The Manufacturers Association of Nigeria (MAN) has warned that manufacturers spent N676.6bn on alternative energy in the first half of 2025 and still could not meet their power needs due to the country’s unreliable and unaffordable electricity supply.
The Manufacturing State of Affairs October 2025 report of the association, presented by the Director of the Research and Economic Policy Division, Dr Oluwasegun Osidipe, stated that energy woes still plague the sector despite a drop in alternative energy costs in the first six months of the year.
“Though lower, alternative energy costs of N676.6bn and raw material imports of N1.72tn in H1 2025 remain a heavy burden on operational costs and employment, with 18,935 job losses recorded in the same period,.” the report said.
The cost of alternative energy fell from N708.1bn recorded in the second half of 2024. Still, MAN insisted that the burden remained unsustainable for manufacturers already battling rising inflation, high interest rates and increased production costs.
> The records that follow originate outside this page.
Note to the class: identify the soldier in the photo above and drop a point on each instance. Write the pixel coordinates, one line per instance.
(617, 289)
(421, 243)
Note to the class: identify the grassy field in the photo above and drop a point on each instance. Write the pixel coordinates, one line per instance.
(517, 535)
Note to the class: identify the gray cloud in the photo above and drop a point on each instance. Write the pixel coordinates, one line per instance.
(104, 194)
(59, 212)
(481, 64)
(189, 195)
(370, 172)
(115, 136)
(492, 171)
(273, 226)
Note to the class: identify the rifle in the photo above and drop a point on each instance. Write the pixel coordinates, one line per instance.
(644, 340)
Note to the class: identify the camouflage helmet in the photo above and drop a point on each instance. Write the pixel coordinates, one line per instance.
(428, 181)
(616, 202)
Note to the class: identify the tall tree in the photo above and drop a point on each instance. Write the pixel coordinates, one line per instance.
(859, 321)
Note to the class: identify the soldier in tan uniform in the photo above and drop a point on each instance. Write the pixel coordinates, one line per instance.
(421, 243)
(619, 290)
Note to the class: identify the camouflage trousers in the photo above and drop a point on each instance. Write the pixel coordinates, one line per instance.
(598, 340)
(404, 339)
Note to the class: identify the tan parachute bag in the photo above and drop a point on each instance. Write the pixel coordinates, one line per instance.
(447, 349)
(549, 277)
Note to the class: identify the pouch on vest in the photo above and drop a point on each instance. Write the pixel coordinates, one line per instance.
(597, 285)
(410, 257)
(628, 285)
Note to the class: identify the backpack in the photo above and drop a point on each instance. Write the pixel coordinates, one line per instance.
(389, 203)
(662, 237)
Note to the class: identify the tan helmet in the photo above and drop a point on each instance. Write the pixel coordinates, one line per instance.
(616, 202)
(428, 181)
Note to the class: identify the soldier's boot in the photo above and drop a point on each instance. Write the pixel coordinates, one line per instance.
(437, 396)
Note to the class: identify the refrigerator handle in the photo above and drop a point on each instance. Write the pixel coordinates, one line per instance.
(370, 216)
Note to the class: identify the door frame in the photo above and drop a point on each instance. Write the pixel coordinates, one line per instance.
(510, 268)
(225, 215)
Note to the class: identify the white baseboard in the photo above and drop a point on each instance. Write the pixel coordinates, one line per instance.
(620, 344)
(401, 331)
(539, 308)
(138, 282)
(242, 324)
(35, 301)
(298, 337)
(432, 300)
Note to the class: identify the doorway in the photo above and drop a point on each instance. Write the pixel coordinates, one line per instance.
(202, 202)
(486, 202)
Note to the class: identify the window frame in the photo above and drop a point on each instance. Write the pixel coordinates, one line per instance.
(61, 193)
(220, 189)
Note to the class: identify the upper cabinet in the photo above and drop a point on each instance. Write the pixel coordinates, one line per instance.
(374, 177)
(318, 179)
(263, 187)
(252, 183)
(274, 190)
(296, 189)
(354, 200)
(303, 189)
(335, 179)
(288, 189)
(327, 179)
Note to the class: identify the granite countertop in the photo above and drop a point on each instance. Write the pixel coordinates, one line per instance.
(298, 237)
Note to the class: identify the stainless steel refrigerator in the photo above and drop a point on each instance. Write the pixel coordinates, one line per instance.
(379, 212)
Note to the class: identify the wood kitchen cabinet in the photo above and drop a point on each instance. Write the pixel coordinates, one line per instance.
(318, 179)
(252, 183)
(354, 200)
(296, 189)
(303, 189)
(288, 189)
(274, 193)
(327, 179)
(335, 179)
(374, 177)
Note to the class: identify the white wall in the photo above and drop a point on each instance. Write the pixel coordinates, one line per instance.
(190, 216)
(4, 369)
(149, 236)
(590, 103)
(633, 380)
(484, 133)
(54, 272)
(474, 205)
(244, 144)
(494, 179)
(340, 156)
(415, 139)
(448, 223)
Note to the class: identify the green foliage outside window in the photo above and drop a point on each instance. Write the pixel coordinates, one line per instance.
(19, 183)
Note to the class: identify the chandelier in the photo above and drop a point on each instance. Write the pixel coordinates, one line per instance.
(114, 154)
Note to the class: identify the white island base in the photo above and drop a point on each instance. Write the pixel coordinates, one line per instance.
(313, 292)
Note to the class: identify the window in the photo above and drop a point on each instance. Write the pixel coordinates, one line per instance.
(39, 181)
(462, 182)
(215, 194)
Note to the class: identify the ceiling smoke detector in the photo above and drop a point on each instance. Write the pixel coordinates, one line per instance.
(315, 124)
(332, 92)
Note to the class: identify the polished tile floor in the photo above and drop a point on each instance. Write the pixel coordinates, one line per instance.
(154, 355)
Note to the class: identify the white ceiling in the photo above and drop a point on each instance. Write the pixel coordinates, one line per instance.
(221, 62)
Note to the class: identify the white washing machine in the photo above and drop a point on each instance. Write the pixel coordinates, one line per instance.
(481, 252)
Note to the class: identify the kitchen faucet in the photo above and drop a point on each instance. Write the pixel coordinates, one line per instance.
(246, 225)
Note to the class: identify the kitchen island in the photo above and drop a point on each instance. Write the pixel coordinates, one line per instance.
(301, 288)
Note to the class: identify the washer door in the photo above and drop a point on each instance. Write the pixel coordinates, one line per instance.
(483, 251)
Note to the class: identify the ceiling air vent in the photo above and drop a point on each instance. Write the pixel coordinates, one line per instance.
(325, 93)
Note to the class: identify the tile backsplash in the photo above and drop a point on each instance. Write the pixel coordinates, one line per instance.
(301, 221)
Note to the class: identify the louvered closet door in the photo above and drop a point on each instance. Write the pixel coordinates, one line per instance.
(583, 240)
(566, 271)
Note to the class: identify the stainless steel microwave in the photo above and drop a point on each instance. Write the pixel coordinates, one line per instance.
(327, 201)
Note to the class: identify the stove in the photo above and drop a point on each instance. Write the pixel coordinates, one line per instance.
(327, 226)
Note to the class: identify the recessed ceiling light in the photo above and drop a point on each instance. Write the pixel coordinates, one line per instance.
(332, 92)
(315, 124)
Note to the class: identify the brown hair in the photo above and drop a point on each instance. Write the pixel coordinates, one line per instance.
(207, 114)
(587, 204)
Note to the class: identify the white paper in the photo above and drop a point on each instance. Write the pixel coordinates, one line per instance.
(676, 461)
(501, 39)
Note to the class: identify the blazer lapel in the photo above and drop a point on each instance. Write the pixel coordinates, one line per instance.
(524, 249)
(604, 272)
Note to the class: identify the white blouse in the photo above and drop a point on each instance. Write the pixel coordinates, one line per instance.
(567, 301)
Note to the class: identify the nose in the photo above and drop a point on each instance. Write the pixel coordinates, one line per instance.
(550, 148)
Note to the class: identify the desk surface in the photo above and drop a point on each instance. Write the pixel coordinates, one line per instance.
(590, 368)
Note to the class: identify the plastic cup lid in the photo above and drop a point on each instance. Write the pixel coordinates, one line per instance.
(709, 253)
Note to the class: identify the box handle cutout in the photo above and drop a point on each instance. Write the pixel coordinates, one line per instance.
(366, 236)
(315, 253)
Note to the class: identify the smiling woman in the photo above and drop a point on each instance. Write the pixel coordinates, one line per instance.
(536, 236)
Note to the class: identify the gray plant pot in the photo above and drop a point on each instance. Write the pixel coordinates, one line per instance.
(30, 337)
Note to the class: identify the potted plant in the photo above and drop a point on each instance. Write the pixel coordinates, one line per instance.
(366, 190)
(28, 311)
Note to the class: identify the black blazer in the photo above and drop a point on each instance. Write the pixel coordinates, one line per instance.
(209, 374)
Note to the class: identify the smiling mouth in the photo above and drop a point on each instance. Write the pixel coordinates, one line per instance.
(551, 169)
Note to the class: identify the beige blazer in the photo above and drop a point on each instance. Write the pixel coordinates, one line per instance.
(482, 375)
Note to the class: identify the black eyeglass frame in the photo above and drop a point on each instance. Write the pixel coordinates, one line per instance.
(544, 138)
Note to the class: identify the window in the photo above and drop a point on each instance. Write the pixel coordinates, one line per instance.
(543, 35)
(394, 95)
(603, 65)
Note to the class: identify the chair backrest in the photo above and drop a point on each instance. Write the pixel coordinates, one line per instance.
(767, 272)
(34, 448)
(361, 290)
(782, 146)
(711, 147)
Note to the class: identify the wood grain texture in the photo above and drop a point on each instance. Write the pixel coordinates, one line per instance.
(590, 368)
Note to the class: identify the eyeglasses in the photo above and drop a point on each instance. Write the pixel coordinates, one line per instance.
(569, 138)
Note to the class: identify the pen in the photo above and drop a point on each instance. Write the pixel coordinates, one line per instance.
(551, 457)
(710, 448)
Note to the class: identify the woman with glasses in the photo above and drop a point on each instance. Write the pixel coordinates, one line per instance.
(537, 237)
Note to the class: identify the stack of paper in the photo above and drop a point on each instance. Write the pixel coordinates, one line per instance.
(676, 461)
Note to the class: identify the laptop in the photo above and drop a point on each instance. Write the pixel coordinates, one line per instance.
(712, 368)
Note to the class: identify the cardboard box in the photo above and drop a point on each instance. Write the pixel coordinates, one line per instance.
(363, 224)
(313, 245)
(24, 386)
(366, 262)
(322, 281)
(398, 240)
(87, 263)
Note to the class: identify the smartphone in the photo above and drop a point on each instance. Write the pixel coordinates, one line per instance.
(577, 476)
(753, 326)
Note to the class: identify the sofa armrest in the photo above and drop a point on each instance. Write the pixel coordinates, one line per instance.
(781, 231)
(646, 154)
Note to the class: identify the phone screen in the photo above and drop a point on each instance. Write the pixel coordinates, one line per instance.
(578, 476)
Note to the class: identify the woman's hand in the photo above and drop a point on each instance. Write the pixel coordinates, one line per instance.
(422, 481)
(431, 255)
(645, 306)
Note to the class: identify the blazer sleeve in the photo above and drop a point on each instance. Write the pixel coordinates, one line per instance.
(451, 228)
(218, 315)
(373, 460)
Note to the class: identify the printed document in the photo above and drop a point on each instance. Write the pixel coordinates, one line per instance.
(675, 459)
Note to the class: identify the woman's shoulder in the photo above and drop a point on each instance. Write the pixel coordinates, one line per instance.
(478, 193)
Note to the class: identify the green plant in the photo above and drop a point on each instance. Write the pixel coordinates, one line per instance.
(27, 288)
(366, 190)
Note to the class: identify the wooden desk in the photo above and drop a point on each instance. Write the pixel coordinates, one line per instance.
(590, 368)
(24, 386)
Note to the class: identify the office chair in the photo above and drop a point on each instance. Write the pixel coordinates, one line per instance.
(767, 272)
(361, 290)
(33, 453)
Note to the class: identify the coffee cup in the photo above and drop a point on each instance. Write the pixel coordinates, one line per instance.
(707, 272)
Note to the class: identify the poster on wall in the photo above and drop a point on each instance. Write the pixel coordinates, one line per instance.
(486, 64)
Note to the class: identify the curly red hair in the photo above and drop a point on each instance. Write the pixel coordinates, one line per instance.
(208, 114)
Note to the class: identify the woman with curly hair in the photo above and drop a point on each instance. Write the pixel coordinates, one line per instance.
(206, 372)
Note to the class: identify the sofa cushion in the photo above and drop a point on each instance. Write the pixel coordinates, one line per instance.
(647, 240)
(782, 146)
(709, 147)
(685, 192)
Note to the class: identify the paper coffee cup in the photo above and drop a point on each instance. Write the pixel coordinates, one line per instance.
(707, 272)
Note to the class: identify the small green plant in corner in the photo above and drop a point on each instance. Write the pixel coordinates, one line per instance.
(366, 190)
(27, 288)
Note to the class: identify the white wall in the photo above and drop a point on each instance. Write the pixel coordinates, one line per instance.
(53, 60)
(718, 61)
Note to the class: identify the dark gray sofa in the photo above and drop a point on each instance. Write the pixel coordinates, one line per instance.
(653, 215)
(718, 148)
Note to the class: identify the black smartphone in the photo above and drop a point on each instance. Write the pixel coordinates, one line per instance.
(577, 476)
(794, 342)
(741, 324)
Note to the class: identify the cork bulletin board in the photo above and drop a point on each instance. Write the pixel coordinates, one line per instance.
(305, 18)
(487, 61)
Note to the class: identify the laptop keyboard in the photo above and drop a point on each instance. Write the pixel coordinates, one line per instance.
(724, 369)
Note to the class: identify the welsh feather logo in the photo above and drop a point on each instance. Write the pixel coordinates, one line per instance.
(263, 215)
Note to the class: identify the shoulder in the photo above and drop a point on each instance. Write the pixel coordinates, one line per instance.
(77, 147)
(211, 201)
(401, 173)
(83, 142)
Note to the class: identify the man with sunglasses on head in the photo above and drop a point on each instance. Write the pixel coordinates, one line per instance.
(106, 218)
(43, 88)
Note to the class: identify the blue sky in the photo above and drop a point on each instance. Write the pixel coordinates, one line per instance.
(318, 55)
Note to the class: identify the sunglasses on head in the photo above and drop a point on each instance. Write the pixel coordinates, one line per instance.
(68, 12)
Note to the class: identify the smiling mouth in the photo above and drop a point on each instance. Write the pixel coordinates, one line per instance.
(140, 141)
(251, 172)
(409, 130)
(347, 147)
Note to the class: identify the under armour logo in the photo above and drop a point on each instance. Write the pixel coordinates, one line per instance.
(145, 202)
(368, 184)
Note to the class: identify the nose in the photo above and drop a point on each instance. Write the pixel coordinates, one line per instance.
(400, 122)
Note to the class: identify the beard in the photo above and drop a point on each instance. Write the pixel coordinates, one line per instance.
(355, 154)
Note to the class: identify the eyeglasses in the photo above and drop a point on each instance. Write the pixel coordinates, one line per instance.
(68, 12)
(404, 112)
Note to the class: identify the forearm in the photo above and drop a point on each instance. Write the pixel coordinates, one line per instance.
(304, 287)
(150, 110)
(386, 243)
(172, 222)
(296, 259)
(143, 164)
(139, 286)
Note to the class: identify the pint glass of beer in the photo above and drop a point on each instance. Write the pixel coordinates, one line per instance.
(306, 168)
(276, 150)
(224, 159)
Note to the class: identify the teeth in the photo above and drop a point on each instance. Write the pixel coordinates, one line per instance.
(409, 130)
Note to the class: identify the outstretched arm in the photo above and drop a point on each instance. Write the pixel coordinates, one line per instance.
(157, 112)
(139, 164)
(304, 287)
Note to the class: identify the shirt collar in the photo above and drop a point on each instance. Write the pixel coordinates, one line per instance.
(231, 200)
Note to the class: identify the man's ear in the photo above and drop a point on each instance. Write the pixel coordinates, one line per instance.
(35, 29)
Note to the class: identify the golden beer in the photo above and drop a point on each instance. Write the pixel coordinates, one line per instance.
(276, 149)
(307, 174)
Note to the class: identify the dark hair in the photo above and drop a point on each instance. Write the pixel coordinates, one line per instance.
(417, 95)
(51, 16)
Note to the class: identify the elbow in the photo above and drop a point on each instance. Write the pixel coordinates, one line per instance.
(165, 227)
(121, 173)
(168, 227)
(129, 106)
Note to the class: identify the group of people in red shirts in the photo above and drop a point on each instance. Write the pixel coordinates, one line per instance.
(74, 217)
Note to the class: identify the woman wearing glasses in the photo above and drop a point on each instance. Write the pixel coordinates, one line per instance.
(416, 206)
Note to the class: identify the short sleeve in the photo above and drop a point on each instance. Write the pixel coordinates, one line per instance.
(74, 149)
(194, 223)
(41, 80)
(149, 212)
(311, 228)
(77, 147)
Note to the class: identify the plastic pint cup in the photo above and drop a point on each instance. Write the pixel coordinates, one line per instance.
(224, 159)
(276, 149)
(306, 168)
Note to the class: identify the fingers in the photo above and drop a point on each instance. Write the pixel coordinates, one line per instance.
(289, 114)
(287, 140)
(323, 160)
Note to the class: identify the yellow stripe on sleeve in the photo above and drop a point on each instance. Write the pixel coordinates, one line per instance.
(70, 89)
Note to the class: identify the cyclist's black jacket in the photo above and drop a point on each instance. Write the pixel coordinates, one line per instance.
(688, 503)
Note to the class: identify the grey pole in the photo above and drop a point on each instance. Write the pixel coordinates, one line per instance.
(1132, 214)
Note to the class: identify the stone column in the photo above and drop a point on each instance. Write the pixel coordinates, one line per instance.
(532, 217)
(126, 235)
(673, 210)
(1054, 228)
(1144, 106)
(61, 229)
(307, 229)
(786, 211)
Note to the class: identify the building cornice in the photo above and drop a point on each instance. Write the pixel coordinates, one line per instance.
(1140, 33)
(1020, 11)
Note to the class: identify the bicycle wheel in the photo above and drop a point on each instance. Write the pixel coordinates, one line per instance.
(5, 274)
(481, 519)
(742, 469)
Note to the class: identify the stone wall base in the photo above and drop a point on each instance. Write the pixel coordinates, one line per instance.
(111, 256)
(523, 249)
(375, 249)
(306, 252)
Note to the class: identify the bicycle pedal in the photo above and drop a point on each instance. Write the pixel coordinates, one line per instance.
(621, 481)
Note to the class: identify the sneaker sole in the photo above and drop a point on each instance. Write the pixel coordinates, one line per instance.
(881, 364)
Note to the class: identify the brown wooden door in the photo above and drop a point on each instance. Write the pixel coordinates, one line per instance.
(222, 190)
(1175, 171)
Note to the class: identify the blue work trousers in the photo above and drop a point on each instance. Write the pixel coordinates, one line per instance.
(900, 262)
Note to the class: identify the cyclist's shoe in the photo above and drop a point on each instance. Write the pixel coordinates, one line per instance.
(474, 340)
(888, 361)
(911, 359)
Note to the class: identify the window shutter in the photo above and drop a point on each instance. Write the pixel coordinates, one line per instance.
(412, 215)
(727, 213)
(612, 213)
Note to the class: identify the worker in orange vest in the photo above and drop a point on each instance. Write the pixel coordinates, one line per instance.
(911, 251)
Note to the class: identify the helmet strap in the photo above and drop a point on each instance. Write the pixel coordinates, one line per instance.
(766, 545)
According to the report, inadequate power supply and the high cost of electricity and alternative energy ranked among the biggest operating constraints for manufacturers in the third quarter of 2025.
MAN, however, urged the Nigerian Government to “expand embedded generation and industrial cluster power projects using gas and renewable mini-grids, ensuring manufacturers get reliable, affordable off-grid electricity.”
Meanwhile, the report by Punch newspaper had quoted the Director-General of MAN, Mr. Segun Ajayi-Kadir, as saying earlier that electricity remained a critical but inefficiently supplied input for manufacturers.
He argued that power costs had risen astronomically, saying, “No manufacturer can competitively produce in that kind of environment.”
Ajayi-Kadir said that MAN had proposed a more manageable 100 per cent tariff increase, noting, “We have indicated that a 100 per cent increase would have been tolerable. And this is for power that is inefficiently generated and run.”